Shot-to-shot noise cancellation for parametric oscillators

TL;DR

The paper introduces a spin-echo inspired decoupling protocol to cancel shot-to-shot force noise in parametric oscillator squeezing experiments, demonstrated with an optically levitated nanoparticle.

Contribution

It presents a novel shot-to-shot noise cancellation technique based on oscillator-echo, improving quantum squeezing experiments by mitigating slow varying forces.

Findings

Shot-to-shot noise suppressed to the measurement-backaction limit.

Protocol effectively cancels slowly varying stray field forces.

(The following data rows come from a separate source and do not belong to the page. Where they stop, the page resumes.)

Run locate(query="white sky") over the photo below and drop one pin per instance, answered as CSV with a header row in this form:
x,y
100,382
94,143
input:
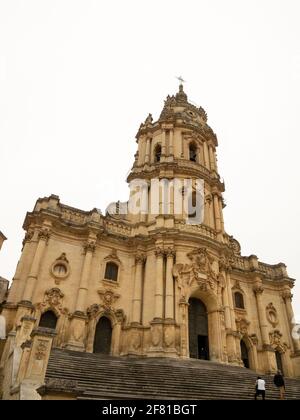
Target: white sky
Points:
x,y
78,77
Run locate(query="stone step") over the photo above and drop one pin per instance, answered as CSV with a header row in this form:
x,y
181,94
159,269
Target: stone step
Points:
x,y
100,376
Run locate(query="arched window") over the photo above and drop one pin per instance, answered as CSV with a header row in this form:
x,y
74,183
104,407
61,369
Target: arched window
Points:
x,y
193,152
60,270
192,205
239,300
48,320
111,271
157,153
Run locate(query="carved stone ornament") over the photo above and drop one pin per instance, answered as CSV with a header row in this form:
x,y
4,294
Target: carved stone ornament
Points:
x,y
242,325
41,349
54,296
113,256
275,341
201,270
89,246
53,300
93,310
120,315
272,316
234,246
286,295
254,339
159,252
108,297
60,269
224,264
28,236
258,289
140,258
44,234
170,252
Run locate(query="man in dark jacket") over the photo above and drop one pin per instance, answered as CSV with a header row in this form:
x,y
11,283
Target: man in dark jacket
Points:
x,y
279,382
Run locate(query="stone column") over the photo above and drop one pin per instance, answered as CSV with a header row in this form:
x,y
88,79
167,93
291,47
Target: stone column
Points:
x,y
221,214
37,363
159,283
16,292
211,158
169,313
163,144
230,321
77,330
215,347
44,235
89,249
171,143
287,299
184,342
206,210
217,212
138,286
258,290
147,156
206,155
182,146
144,205
211,212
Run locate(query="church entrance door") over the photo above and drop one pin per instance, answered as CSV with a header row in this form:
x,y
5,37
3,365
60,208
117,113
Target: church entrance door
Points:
x,y
198,330
245,355
102,340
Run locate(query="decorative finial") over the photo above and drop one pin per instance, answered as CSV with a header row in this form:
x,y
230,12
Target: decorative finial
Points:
x,y
181,96
180,80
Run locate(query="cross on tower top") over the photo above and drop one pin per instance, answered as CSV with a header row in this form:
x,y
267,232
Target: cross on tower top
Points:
x,y
180,79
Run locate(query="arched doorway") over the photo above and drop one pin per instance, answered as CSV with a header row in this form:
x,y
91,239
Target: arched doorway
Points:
x,y
198,330
103,333
279,361
48,320
245,354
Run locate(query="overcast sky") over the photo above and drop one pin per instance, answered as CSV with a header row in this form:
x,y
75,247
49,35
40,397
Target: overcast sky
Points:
x,y
78,77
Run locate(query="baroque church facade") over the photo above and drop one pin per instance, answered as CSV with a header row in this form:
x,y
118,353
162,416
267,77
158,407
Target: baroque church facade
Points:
x,y
152,284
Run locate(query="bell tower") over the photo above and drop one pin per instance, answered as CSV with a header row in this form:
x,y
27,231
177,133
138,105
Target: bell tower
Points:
x,y
180,146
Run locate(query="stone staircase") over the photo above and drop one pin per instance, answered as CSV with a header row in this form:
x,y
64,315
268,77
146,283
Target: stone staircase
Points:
x,y
105,377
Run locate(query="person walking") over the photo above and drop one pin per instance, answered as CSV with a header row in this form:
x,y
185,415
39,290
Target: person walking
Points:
x,y
260,388
279,383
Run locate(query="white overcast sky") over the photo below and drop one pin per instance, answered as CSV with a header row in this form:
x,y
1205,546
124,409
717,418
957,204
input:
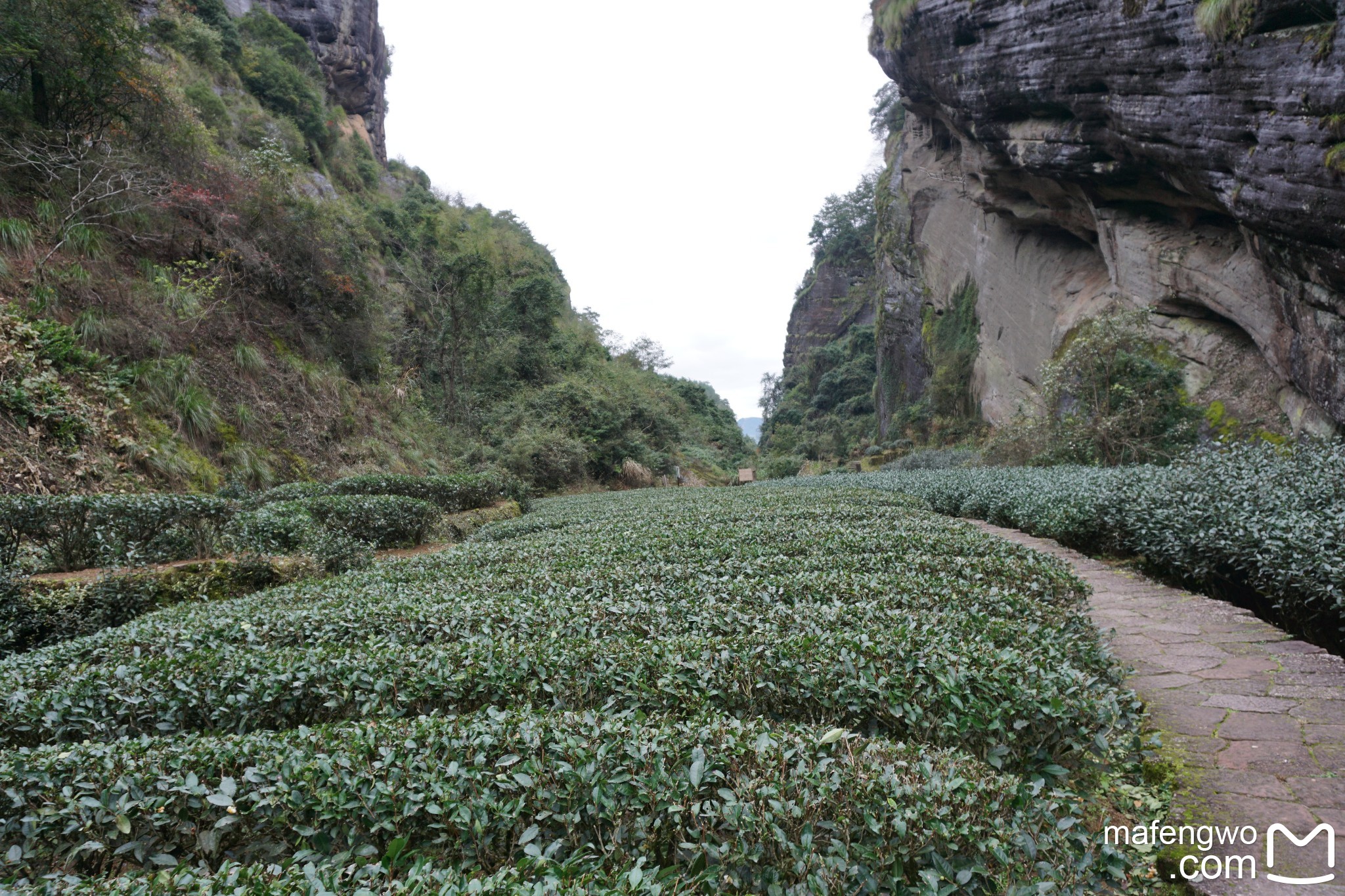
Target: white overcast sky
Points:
x,y
671,156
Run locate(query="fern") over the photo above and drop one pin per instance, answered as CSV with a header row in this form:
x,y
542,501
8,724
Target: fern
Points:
x,y
889,16
15,234
1224,19
248,359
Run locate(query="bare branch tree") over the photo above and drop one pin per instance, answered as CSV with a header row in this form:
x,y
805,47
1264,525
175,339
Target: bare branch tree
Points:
x,y
89,183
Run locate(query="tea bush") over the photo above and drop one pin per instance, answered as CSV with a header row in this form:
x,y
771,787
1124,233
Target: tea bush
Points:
x,y
38,616
81,531
380,521
751,689
767,805
1231,517
452,494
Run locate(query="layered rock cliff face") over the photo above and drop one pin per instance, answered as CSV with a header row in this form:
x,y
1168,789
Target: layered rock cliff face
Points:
x,y
831,300
1075,155
350,47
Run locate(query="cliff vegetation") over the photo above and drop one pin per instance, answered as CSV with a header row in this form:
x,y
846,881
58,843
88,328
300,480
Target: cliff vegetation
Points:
x,y
209,274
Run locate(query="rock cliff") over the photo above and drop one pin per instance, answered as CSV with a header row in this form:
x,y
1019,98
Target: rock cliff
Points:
x,y
1074,155
349,45
831,300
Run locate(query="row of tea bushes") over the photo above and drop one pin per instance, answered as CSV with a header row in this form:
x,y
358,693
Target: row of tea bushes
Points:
x,y
341,532
759,691
35,616
451,494
751,803
1243,517
85,531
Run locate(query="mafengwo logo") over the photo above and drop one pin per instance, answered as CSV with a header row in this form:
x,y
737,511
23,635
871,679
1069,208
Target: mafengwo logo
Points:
x,y
1219,844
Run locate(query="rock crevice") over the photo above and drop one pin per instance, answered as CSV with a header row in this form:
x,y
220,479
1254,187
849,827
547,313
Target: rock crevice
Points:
x,y
1072,155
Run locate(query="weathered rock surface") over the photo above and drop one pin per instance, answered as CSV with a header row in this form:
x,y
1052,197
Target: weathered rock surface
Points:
x,y
1071,155
350,47
830,303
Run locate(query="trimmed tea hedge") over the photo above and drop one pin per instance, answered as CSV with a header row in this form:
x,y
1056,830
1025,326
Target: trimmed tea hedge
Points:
x,y
381,521
82,531
747,689
1245,516
451,494
33,617
767,805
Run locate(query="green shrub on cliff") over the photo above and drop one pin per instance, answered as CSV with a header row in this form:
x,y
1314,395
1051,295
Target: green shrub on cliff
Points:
x,y
1113,395
390,327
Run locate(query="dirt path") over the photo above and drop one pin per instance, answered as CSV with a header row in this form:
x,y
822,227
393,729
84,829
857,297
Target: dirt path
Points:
x,y
1254,719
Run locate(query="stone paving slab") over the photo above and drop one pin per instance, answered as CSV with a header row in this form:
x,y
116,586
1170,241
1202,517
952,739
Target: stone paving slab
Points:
x,y
1252,719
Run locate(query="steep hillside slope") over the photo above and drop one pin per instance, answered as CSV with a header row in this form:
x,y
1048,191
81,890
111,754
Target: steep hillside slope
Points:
x,y
208,274
821,408
1063,158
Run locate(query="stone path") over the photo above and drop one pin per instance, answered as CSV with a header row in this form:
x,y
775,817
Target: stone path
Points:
x,y
1254,720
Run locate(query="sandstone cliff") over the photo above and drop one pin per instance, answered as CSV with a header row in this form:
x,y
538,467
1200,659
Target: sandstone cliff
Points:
x,y
1072,155
831,300
349,45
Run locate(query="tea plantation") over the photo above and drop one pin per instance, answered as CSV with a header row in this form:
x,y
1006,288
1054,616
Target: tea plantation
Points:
x,y
1250,522
775,691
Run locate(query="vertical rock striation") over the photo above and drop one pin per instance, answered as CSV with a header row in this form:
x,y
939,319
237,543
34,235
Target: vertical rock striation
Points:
x,y
349,43
1072,155
831,300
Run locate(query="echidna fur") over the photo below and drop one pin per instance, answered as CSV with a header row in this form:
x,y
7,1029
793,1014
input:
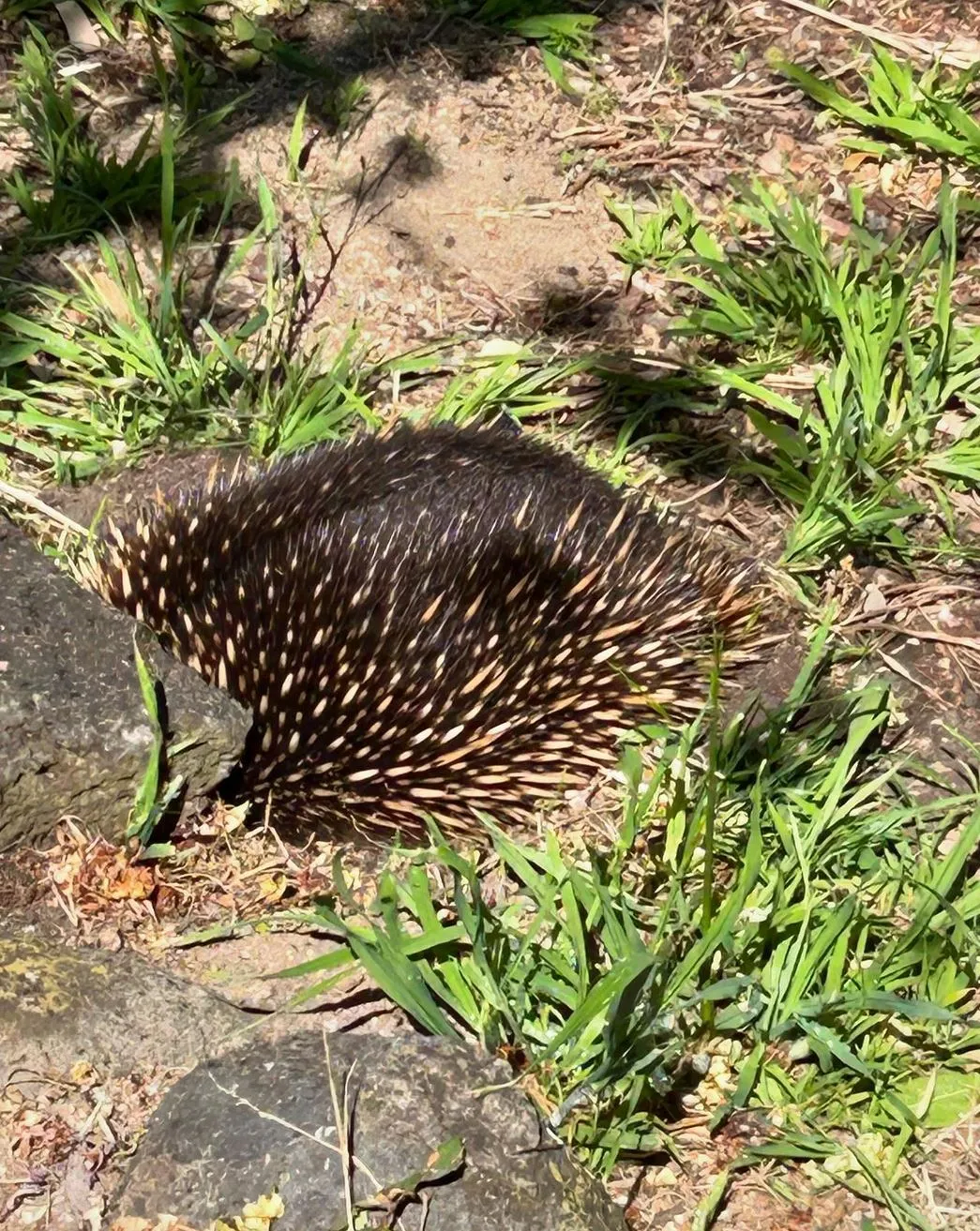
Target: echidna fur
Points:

Demonstrated with an optically levitated nanoparticle.

Abstract

Powerful approaches to squeeze the motional state of a harmonic oscillator rely on the stepwise modulation of its resonance frequency. Such protocols can be limited by forces that vary slowly between experimental runs but are constant during a single experimental shot. Such shot-to-shot noise gives rise to a spread in experimental outcomes that masks the uncertainty intrinsic to quantum theory. Taking inspiration from spin-echo protocols, we propose a decoupling technique that, under ideal conditions, perfectly cancels shot-to-shot force noise in squeezing experiments based on parametric modulation. We implement the protocol using an optically levitated nanoparticle, where shot-to-shot force noise arises from slowly varying stray fields acting on the charge carried by the particle. Using our oscillator-echo protocol, we demonstrate shot-to-shot noise suppression to the measurement-backaction limit.